Sunday, October 31, 2010

Solar flares

Most frequently at the peak of the sunspot cycle, violent eruptions of gas are ejected from the sun’s surface. The prominences and flares may rise to some 60,000 miles (100,000 km) and may be visible for weeks. Solar flares are more sudden and violent events than prominences. While they are thought to also be the result of magnetic kinks, they do not show the arcing or looping pattern characteristic of prominences. Flares are explosions of incredible power, bringing local temperatures to 100,000,000 K. Whereas prominences release their energy over days or weeks, flares explode in a flash of energy release that lasts a matter of minutes or, perhaps, hours.

Understanding Sunspot Cycles

Long before the magnetic nature of sunspots was perceived, astronomer Heinrich Schwabe, in 1843, announced his discovery of a solar cycle, in which the number of spots seen on the sun reaches a maximum about every 11 years (on average).
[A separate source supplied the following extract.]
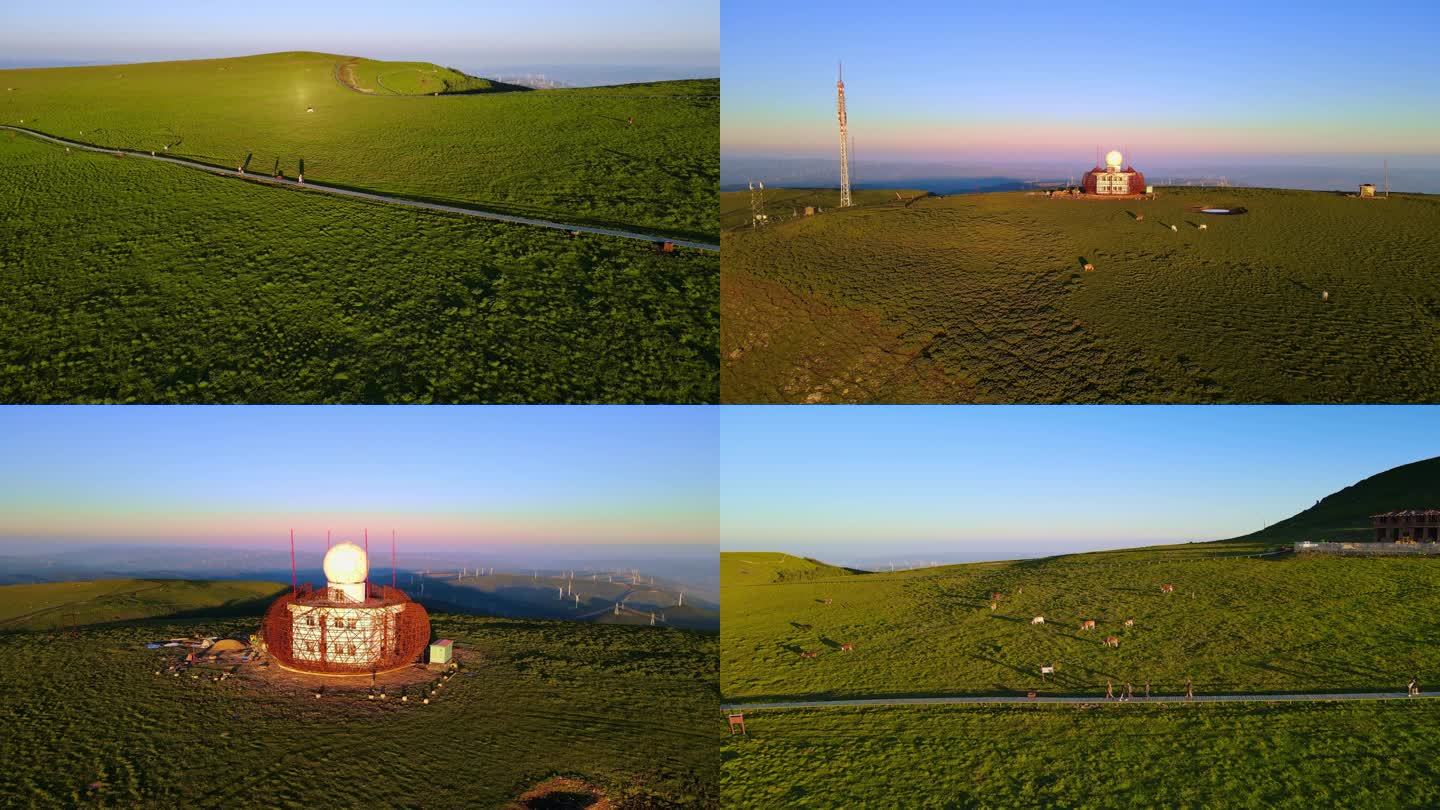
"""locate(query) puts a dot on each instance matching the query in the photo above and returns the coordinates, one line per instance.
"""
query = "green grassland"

In 1922, the British astronomer Annie Russel Maunder charted the latitude drift of sunspots during each solar cycle. She found that each cycle begins with the appearance of small spots in the middle latitudes of the sun, followed by spots appearing progressively closer to the solar equator until the cycle reaches its maximum level of activity. After this point, the number of spots begins to decline. The most recent maximum occured in early 2001.
Actually, the 11-year period is only half of a 22-year cycle that is more fundamental. Recall that the leading spots on one hemisphere exhibit the same polarity; that is, they are all either north magnetic poles or south (and the followers are the opposite of the leaders). At the end of the first 11 years of the cycle, polarities reverse. That is, if the leaders had north poles in the southern hemisphere, they become, as the second half of the cycle begins, south poles.
The cyclical nature of sunspot activity is very real, but not exact and inevitable. Studying historical data, Maunder discovered that the cycle had been apparently dormant from 1645 to 1715. At present, there is no explanation for this dormancy and other variations in the solar cycle.

Sunspots: What They Are

Sunspots are irregularly shaped dark areas on the face of the sun. They look dark because they are cooler than the surrounding material. The strong local magnetic fields push away some of the hot ionized material rising from lower in the photosphere. A sunspot is not uniformly dark. Its center, called the umbra, is darkest and is surrounded by a lighter penumbra. If you think of them as blemishes on the face of the sun, just remember that one such blemish may easily be the size of the earth or larger.
Sunspots may persist for months, and they may appear singly, although, usually, they are found in pairs or groups. Such typical groupings are related to the magnetic nature of the sunspots. Every pair of spots has a leader and a follower (with respect to the direction of the sun’s rotation), and the leader’s magnetic polarity is always the opposite of the follower. That is, if the leader is a north magnetic pole, the follower will be a south magnetic pole.
Sunspots are never seen exactly at the equator or near the solar poles, and leaders and followers in one hemisphere of the sun are almost always opposite in polarity from those across the equator. That is, if all the leaders in the northern hemisphere are south magnetic poles, all the leaders in the southern hemisphere will be north magnetic poles.
We have said that sunspots are thought to be associated with strong local magnetic fields. But why are the fields strong in certain regions of the photosphere? A meteorologist from Norway, Vilhelm Bjerknes (1862–1951) concluded in 1926 that sunspots are the erupting ends of magnetic field lines, which are distorted by the sun’s differential rotation. That is, like the gas giant jovian worlds, the sun does not rotate as a single, solid unit, but differentially, at different speeds for different latitudes. The sun spins fastest at its equator—the result being that the solar magnetic field becomes distorted. The field lines are most distorted at the equator, so that the north-south magnetic field is turned to an east-west orientation. In places where the field is sufficiently distorted, twisted like a knot, the field becomes locally very strong, powerful enough to escape the sun’s gravitational pull. Where this happens, field lines “pop” out of the photosphere, looping through the lower solar atmosphere and forming a sunspot pair at the two places where the field lines pass into the solar interior.